И терпеть она не могла, когда я держал себя с ней как барин. Она чувствовала, что у меня это выходит неестественно, что мне это не идет, и выражала свое чувство так: «Не к лицу вам своевольничать». У меня хватило бы мужества уехать только туда, где я был бы ближе к герцогине Германтской. Это было осуществимо.
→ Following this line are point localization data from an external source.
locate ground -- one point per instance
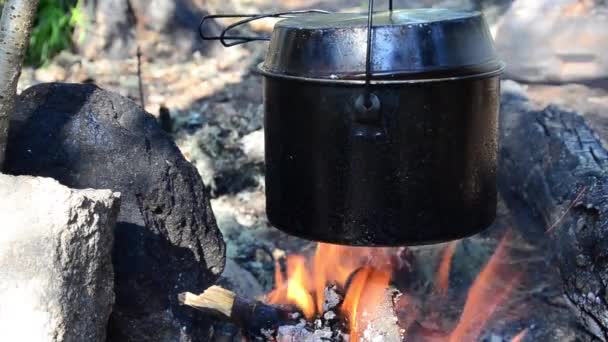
(215, 105)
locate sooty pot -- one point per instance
(394, 144)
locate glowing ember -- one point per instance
(520, 337)
(367, 288)
(364, 274)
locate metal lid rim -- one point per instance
(496, 72)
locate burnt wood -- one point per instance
(554, 164)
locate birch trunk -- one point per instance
(15, 27)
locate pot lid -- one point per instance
(406, 44)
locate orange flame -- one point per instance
(365, 273)
(520, 337)
(367, 288)
(296, 290)
(332, 264)
(443, 273)
(483, 299)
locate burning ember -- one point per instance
(356, 282)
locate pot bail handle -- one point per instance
(228, 41)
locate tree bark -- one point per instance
(15, 28)
(553, 163)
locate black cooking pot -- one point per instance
(391, 145)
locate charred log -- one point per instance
(255, 318)
(554, 164)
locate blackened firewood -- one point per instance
(553, 163)
(258, 320)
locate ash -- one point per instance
(331, 325)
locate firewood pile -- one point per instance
(263, 322)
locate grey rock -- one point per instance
(56, 278)
(166, 238)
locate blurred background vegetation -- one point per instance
(53, 29)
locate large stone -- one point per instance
(56, 279)
(555, 40)
(166, 238)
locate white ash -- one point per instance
(329, 315)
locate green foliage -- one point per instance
(52, 31)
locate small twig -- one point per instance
(252, 316)
(559, 220)
(139, 79)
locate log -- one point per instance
(552, 163)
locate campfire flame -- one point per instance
(485, 296)
(443, 272)
(365, 274)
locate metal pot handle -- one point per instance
(228, 41)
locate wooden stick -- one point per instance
(252, 316)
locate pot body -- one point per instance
(423, 172)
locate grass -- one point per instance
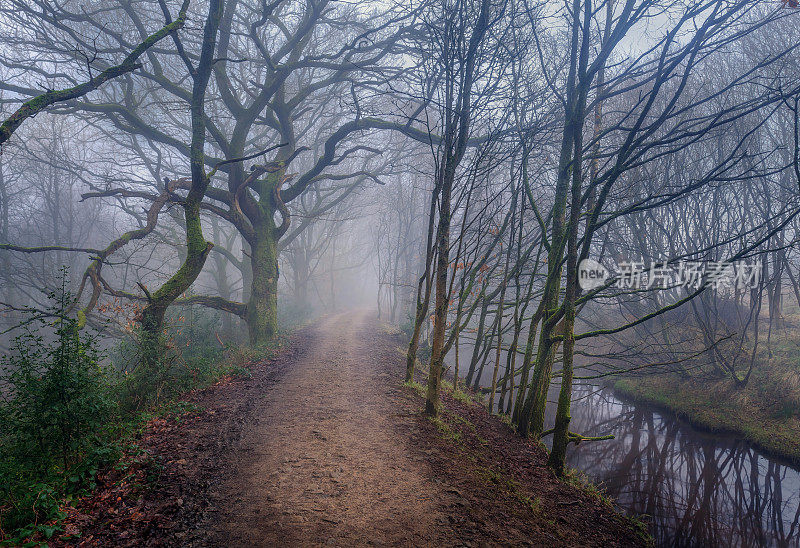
(117, 439)
(765, 412)
(751, 413)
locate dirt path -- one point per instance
(322, 445)
(324, 462)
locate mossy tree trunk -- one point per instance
(197, 247)
(262, 307)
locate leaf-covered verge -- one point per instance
(68, 417)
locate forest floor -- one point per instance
(323, 445)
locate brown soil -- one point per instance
(323, 445)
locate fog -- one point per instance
(531, 194)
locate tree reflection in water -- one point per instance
(697, 489)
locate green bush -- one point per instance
(56, 401)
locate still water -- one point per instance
(697, 489)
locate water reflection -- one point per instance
(698, 490)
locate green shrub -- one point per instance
(56, 401)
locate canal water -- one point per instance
(696, 489)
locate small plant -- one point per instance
(56, 403)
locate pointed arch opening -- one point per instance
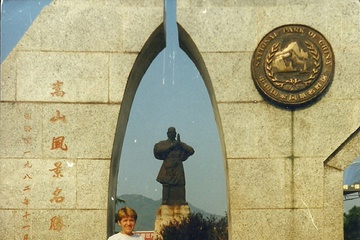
(152, 48)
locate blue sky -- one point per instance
(171, 93)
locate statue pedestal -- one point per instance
(167, 213)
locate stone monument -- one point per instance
(171, 175)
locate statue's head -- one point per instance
(171, 133)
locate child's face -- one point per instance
(127, 225)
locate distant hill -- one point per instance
(146, 209)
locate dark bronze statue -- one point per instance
(171, 175)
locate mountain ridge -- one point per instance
(146, 209)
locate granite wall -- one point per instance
(67, 77)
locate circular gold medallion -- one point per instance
(293, 65)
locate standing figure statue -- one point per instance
(171, 175)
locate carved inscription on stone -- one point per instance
(293, 65)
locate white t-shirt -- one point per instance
(121, 236)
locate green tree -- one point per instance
(197, 227)
(352, 224)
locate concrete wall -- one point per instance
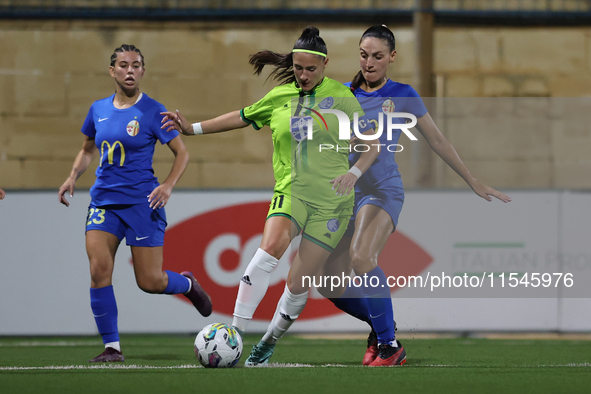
(51, 72)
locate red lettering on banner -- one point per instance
(217, 246)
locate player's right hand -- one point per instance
(68, 186)
(176, 121)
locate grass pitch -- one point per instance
(165, 364)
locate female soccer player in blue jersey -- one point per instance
(379, 195)
(304, 202)
(126, 199)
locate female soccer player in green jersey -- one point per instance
(304, 197)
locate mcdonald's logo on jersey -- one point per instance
(111, 151)
(133, 128)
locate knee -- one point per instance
(276, 246)
(100, 273)
(362, 262)
(151, 284)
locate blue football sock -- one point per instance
(177, 283)
(104, 308)
(379, 303)
(353, 303)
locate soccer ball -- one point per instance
(218, 346)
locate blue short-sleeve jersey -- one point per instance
(125, 139)
(392, 97)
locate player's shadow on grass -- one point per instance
(155, 357)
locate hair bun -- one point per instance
(311, 31)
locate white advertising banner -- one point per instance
(483, 266)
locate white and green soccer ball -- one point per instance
(218, 346)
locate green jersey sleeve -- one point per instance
(259, 114)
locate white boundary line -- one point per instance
(271, 365)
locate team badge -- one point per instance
(333, 225)
(133, 128)
(388, 106)
(300, 126)
(326, 103)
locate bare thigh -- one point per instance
(101, 248)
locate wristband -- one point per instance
(197, 129)
(355, 171)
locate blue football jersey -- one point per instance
(392, 97)
(125, 139)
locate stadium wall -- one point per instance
(44, 276)
(51, 71)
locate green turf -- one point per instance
(457, 365)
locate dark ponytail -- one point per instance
(126, 48)
(383, 33)
(283, 72)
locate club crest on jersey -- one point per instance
(333, 225)
(326, 103)
(388, 106)
(300, 127)
(133, 128)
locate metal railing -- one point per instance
(445, 11)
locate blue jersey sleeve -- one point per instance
(88, 128)
(414, 104)
(163, 136)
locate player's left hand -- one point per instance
(487, 191)
(343, 184)
(176, 121)
(159, 196)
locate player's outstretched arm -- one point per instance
(160, 195)
(81, 163)
(427, 127)
(226, 122)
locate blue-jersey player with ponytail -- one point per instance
(126, 199)
(379, 196)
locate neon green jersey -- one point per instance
(300, 167)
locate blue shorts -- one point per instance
(138, 223)
(390, 199)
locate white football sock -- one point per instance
(288, 310)
(114, 345)
(252, 288)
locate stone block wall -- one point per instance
(52, 71)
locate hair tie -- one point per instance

Разве, в самом деле, я не оказался бы ближе к герцогине Германтской, чем по утрам на улице, одинокий, униженный, сознающий, что ни одно слово из тех, какое мне хотелось сказать ей, до нее не дойдет во время моих прогулок, вернее – топтанья на месте, которое могло длиться до бесконечности и ни на шаг не продвинуть меня вперед – ближе к ней, если б я уехал за много миль, но к ее знакомому, чья требовательность к людям была бы ей известна, который ценил бы меня, который мог бы поговорить с ней обо мне, который, быть может, и не добился бы от нее чаемого мною, но, по крайней мере, сказал бы ей об этом, к человеку, благодаря которому, во всяком случае, – единственно потому, что я потолковал бы с ним, возьмется ли он что-нибудь передать ей от меня, – я придал бы моим уединенным и безмолвным мечтам новую форму, разговорную, деятельную, которая показалась бы мне сдвигом, почти свершением? Стать сопричастником таинственной жизни «Германта», – а ведь «Германт» – это она, – постоянного предмета моих мечтаний, сопричастником даже не непосредственным, а как бы при помощи рычага приведя в движение человека, имеющего доступ к герцогине на ее вечера, подолгу беседующего с ней, – разве это не общение, правда, более отдаленное, но зато более действенное, чем ежеутреннее любование ею на улице?
Дружеские чувства Сен-Лу ко мне и его восхищение мною казались мне незаслуженными и до поры до времени оставляли меня равнодушным. Теперь я вдруг оценил его отношение ко мне, я подумал, что хорошо было бы, если б он завел об этом разговор с герцогиней Германтской, у меня хватило бы духу обратиться к нему с такой просьбой. Ведь когда мы влюблены, нам хочется, чтобы любимая женщина знала, что мы обладаем небольшими ценностями, о которых никому ничего не известно, – это свойство всех обиженных судьбой и всех надоедливых людей. Мы страдаем оттого, что она о них не подозревает, и пытаемся утешиться, убеждая себя, что именно потому, что эти ценности не видны, она, быть может, присоединяет к сложившемуся у нее представлению о нас наши никому неведомые преимущества перед другими людьми.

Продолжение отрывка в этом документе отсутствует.